Selasa, 08 Juni 2010

Rihlah

Ibu ibu panitia mejeng sehabis acara

Rihlah, artinya kalau gak salah perjalanan. Dulu pas masih di Jurangmangu suka banget ndengerin kaset yang judulnya “rihlatulillah” perjalanan menuju Allah, tapi gak inget lagi kemana tuh kaset. Lagian playernya juga udah rusak. Tinggal radionya  yang bunyi.
 
Rihlah kali ini mah nggak jauh-jauh, maklum acaranya emak – emak, gak bisa jalan jauh-jauh karena banyak yang bakal mbuntutin. Acara berlangsung dah beberapa minggu lalu, tepatnya 13 Mei pas tanggal merah. Tempatnya di Griya Melati Jalan Cikadut. Meski deket, tapi asyik lho….

Di sono ada kolam renang indoor dan outdoor, ada kolam ikan klo kita mau nyemplung dan nangkep ikan pake tangan, dipinggir ada air pancuran tempat kita membersihkan badan dari lumpur, kemudian ada kolam air buat mandi bola, ada kolam tempat balap dayung kalau mau, ada flying fox, klo mau nginep disana ada juga penginapan murah meriah untuk keluarga, ada guest house semalem 150rb dua apa tiga kamar aku lupa. (Kayaknya asyik ya, mau tidur, ditingkahi berisik suara kodok dan jangkrik, bangun tidur dengar suara gemericik air pancuran). Pokoknya assyiiik deh, klo mau bikin acara kelompok yang murmer.

Rihlah ini pagi pagi dimulai, panitia kumpul jam 7 (hihi, aku ternyata bisa datang jam 7), trus senam bareng semua peserta, kemudian break dengan snack a la kampung (ubi, pisang dan jagung rebus). Setelah dapat motivasi tentang Sukses (dag dig dug krn kita semua dikasih kuesioner tentang persepsi diri udah sukses / belum ), diakhiri dengan game pribadi maupun kelompok. Tidak lupa makan siang bersama, alias botram senampan rame-rame 5-6 orang.

Yang seru adalah game kelompoknya, kami main perang perangan (masya Allah, emak emak geto loh).
Seluruh peserta dibagi menjadi dua kelompok besar, masing masing diberi dua kantong plastik kecil berisi air. (hihi, panitia yang jibaku pagi-pagi ngisi air ke plastik).
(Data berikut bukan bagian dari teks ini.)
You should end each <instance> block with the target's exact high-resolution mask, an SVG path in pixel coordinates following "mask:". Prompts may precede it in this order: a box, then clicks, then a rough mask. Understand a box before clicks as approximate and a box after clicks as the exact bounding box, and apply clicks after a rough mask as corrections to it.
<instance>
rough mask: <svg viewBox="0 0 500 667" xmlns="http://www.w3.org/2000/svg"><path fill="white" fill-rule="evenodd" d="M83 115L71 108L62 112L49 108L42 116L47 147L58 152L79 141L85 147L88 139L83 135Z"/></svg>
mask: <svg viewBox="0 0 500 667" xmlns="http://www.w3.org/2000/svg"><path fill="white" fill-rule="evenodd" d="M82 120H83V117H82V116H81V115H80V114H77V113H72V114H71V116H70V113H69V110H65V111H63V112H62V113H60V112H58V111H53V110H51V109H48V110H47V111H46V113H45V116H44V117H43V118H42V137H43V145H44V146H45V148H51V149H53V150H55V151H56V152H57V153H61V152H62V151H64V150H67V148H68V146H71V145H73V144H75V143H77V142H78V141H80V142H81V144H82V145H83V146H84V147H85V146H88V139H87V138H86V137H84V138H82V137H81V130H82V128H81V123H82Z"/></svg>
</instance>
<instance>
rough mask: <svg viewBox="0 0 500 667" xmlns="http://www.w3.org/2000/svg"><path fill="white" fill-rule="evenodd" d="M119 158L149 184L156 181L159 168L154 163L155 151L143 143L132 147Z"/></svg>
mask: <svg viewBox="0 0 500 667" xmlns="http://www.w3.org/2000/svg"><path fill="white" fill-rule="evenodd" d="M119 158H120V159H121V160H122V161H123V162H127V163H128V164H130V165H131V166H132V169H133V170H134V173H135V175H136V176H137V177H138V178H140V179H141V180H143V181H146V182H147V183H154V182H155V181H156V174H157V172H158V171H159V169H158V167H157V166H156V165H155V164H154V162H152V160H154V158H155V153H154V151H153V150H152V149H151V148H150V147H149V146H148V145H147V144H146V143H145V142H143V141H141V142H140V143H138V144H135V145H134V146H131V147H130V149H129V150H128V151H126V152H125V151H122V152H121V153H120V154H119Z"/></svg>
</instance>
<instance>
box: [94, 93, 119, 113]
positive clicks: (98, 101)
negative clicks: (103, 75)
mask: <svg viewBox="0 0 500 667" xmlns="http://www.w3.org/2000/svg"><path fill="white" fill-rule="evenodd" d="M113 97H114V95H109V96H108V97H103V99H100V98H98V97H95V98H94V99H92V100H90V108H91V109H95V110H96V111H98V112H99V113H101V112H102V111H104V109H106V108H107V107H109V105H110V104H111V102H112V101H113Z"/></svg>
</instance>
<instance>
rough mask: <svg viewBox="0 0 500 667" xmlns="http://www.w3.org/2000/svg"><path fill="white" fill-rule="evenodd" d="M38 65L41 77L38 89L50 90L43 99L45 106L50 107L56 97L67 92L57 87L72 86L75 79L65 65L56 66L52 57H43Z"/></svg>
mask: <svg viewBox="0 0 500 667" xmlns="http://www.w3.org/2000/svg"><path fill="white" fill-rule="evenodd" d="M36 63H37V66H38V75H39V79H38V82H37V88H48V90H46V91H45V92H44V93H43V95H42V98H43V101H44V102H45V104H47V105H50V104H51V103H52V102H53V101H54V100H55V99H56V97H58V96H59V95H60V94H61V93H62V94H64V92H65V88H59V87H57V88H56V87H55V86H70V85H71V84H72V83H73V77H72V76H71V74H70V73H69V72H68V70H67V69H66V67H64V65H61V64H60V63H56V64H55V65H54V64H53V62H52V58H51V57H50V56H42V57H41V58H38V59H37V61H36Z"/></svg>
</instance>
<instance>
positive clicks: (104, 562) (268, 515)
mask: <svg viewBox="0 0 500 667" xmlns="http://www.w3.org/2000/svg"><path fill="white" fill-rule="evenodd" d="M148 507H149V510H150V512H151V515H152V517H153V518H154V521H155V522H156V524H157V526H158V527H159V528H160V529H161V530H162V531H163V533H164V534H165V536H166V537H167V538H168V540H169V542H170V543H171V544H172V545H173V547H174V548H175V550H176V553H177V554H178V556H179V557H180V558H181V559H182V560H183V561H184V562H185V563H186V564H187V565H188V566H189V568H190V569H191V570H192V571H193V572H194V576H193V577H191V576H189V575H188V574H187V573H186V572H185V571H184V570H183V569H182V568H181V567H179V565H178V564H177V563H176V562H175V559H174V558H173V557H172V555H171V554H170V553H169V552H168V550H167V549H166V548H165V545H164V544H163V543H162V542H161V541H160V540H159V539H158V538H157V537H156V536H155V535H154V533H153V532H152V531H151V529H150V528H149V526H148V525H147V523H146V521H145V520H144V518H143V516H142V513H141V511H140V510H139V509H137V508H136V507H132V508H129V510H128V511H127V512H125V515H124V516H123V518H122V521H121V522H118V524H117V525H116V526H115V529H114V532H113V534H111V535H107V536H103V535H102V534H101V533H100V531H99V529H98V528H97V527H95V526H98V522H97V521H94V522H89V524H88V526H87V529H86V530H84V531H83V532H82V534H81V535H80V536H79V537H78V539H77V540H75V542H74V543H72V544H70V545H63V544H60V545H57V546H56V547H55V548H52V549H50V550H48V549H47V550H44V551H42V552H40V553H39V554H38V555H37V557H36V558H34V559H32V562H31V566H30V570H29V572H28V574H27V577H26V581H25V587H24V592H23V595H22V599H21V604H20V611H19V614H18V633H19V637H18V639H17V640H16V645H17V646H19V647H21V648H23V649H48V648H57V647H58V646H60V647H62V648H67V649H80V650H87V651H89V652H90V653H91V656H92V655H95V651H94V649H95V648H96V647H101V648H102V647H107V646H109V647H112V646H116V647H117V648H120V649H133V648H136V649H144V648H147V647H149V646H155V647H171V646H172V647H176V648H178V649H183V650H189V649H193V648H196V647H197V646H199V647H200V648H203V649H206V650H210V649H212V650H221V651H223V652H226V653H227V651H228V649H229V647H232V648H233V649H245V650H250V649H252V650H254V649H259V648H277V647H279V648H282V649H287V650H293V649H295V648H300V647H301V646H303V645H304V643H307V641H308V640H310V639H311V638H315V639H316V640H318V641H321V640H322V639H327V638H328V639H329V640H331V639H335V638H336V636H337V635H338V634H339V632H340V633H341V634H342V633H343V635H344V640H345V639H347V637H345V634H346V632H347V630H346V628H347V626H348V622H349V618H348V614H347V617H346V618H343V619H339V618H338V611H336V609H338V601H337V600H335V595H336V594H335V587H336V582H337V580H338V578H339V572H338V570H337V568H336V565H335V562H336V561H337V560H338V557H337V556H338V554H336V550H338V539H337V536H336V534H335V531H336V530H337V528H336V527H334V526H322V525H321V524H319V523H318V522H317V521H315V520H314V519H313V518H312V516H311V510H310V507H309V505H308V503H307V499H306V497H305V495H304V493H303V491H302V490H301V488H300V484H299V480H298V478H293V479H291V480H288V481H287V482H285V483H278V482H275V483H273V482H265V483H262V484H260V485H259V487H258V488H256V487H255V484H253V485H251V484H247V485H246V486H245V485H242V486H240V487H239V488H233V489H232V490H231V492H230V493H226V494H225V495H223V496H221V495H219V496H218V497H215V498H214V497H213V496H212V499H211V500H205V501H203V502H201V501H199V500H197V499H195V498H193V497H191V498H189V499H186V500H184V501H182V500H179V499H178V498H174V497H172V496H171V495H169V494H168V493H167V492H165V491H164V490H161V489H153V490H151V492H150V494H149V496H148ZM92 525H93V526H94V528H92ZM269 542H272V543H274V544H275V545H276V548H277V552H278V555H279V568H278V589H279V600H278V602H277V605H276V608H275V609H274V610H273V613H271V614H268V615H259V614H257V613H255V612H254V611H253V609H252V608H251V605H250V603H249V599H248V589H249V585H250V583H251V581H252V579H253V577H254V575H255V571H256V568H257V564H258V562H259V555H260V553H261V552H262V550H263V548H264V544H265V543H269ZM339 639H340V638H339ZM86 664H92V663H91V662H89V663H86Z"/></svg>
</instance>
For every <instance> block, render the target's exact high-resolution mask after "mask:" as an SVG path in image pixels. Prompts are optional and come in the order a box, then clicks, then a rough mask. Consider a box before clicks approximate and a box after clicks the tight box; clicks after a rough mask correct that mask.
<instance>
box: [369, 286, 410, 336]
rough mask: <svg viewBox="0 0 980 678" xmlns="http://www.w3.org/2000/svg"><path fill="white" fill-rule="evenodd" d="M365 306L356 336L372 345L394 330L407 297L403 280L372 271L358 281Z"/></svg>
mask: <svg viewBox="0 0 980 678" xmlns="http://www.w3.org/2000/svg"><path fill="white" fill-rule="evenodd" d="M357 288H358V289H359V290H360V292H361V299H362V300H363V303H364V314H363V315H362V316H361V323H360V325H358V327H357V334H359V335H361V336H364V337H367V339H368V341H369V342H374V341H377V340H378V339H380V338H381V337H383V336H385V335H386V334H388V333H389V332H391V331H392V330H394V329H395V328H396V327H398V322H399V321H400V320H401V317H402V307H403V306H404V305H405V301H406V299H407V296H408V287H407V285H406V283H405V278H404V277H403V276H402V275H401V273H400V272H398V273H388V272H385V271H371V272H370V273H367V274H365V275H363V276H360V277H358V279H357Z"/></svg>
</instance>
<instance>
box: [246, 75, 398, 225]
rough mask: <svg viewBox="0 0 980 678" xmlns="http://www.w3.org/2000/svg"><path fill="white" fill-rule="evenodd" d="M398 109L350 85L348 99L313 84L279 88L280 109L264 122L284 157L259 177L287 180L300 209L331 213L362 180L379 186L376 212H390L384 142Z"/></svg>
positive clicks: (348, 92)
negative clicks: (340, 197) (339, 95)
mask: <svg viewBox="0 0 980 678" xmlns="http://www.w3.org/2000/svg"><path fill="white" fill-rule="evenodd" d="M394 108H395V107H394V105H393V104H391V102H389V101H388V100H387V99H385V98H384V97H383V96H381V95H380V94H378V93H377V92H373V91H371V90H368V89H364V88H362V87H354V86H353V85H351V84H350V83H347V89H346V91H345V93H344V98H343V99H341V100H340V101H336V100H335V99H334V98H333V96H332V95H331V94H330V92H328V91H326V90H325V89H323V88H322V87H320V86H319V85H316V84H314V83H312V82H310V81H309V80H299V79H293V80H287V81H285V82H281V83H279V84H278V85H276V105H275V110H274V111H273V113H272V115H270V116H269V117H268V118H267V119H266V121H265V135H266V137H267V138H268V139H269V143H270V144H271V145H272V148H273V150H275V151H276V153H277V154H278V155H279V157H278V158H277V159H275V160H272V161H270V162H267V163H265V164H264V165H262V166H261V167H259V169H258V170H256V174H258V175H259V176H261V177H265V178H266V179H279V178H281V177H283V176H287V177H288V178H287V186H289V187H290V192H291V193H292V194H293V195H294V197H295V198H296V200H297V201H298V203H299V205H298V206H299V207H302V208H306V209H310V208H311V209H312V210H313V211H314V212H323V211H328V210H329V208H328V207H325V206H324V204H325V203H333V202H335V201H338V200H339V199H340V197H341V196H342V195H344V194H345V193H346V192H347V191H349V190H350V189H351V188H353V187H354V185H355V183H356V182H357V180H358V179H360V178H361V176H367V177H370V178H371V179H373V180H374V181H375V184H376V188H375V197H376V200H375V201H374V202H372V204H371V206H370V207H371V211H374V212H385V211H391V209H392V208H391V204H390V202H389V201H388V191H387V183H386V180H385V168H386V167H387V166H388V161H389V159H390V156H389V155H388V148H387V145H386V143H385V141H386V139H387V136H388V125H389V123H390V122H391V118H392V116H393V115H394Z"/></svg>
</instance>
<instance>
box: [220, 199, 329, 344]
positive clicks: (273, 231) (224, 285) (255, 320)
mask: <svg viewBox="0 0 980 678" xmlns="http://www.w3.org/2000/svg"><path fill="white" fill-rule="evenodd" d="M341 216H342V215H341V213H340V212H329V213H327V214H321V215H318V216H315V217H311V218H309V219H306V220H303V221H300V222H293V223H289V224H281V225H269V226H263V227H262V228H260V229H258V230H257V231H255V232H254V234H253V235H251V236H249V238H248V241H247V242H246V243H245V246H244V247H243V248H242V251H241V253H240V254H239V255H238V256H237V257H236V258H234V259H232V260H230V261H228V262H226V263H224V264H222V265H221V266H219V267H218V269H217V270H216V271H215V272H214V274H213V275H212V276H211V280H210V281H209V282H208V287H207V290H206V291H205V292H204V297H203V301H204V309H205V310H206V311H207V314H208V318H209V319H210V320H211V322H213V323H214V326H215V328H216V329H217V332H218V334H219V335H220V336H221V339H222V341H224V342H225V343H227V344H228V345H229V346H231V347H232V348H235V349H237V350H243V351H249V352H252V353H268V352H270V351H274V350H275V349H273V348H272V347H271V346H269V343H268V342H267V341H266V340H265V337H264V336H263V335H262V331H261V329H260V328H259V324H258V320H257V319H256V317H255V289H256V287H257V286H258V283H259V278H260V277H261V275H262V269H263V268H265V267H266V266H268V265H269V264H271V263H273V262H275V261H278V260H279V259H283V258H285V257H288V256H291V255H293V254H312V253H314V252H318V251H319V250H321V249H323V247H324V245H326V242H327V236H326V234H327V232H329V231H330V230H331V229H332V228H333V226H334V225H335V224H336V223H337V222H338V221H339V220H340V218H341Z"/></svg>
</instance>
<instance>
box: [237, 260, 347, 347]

Air ini berfungsi  sebagai senjata (granat kaliii) yang akan ditimpukkan ke pemain lawan. Target tiap kelompok adalah membobol benteng pertahanan lawan dan menculik ratu yang duduk manis di dalam benteng.
Waaah, ternyata ibu ibu semua keluar aslinya, berteriak, berlari, tertawa, mengaduh, dan akhir perang.....semuanya basah kena timpuk. Sejenak lupa deh sama  anak anak dan suami yang menunggu di rumah. Tanpa terasa hari pun beranjak siang. Kami pulang jam dua-an, dibubarkan oleh gerimis yang menderas.

dari jauh nggak seperti emak emak ya..

Aaah… lumayan, sangat indah bahkan, sejenak lepas dari rutinitas. Mau lagi dong !!